Les entreprises passent à l’acte
Changement à 180 degrés dans les entreprises françaises. Une majorité d’entre elles rémunère désormais leur agence de voyages sur la base du paiement à l’acte.
La fin des commissions a eu un impact sur les relations entre les agences et leurs clients entreprises, selon une étude de l’Association of Corporate Travel Executives (ACTE), présentée le 22 juin lors du forum parisien de l’organisation. 62 responsables des achats d’entreprises françaises ont été sondés.

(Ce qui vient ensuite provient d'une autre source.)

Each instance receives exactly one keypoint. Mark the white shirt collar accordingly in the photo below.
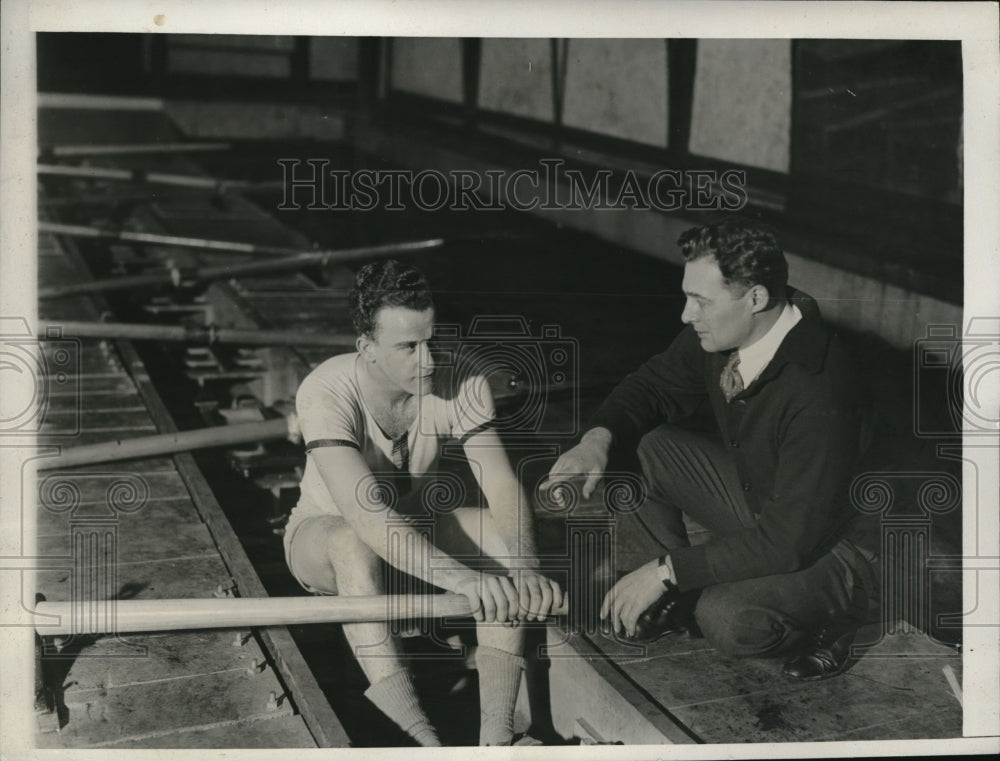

Les budgets voyages grimpent
Premier constat : 64,4 % des entreprises rémunèrent désormais leur agence à l’acte (transaction fee), contre 41,2 % en 2005. 22 % d’entre elles conservent le mode livre ouvert (management fee), à savoir une rémunération globale en fonction d’objectifs définis chaque année, (54,6 % un an plus tôt). Mais rien ne semble définitif : 70 % des sociétés comptent renégocier cette année le mode de rémunération. Exactement comme en 2005. Naturellement, elles espèrent ainsi limiter leurs dépenses de déplacements professionnels.

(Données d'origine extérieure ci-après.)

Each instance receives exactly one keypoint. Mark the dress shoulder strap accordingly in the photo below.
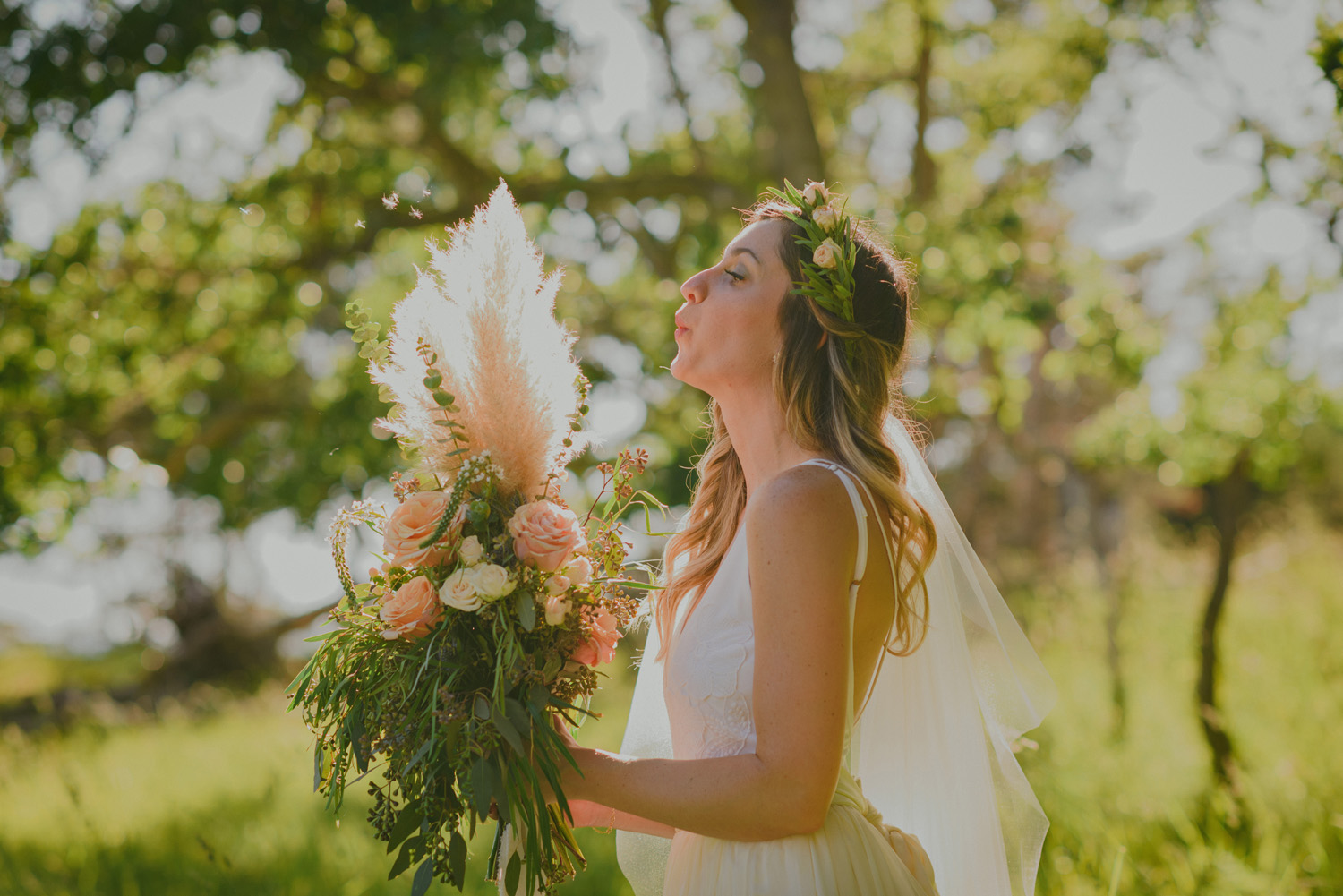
(848, 479)
(860, 512)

Néanmoins, 59,3 % des personnes interrogées s’attendent à une hausse supérieure ou égale à 3 % de leur budget voyages pour l’année à venir. Lors de la première édition de l’enquête de l’ACTE, effectuée en 2005, année du passage à la commission zéro, la moitié anticipait une augmentation analogue. Cette tendance ne surprend pas vraiment Stanislas Berteloot, président du comité d’organisation du forum. La mondialisation aidant, les salariés voyagent de plus en plus, comme le rappellent les prévisions de l’Iata, déclare-t-il.
L’enquête montre aussi que les outils de réservation en ligne gagnent du terrain. 46,9 % des sociétés interrogées sont engagées dans l’implantation d’un SBT (self booking tool), contre 28,6 % en 2005. Mieux, le déploiement de telles solutions, qui permettent aux salariés d’effectuer eux-mêmes leurs réservations depuis leur PC, est jugé prioritaire par 63,2 % des répondants. Les outils de réservations en ligne permettent non pas de baisser le budget voyages global, mais de le contrôler, précise Stanislas Berteloot. Le retour sur investissement intervient dès que 30 % des réservations sont effectuées par ce biais.
L’étude de l’ACTE a été réalisée auprès d’entreprises françaises qui ont, en majorité, une envergure internationale. 53 % des répondants sont responsables d’un budget voyages annuel égal ou supérieur à 10 ME.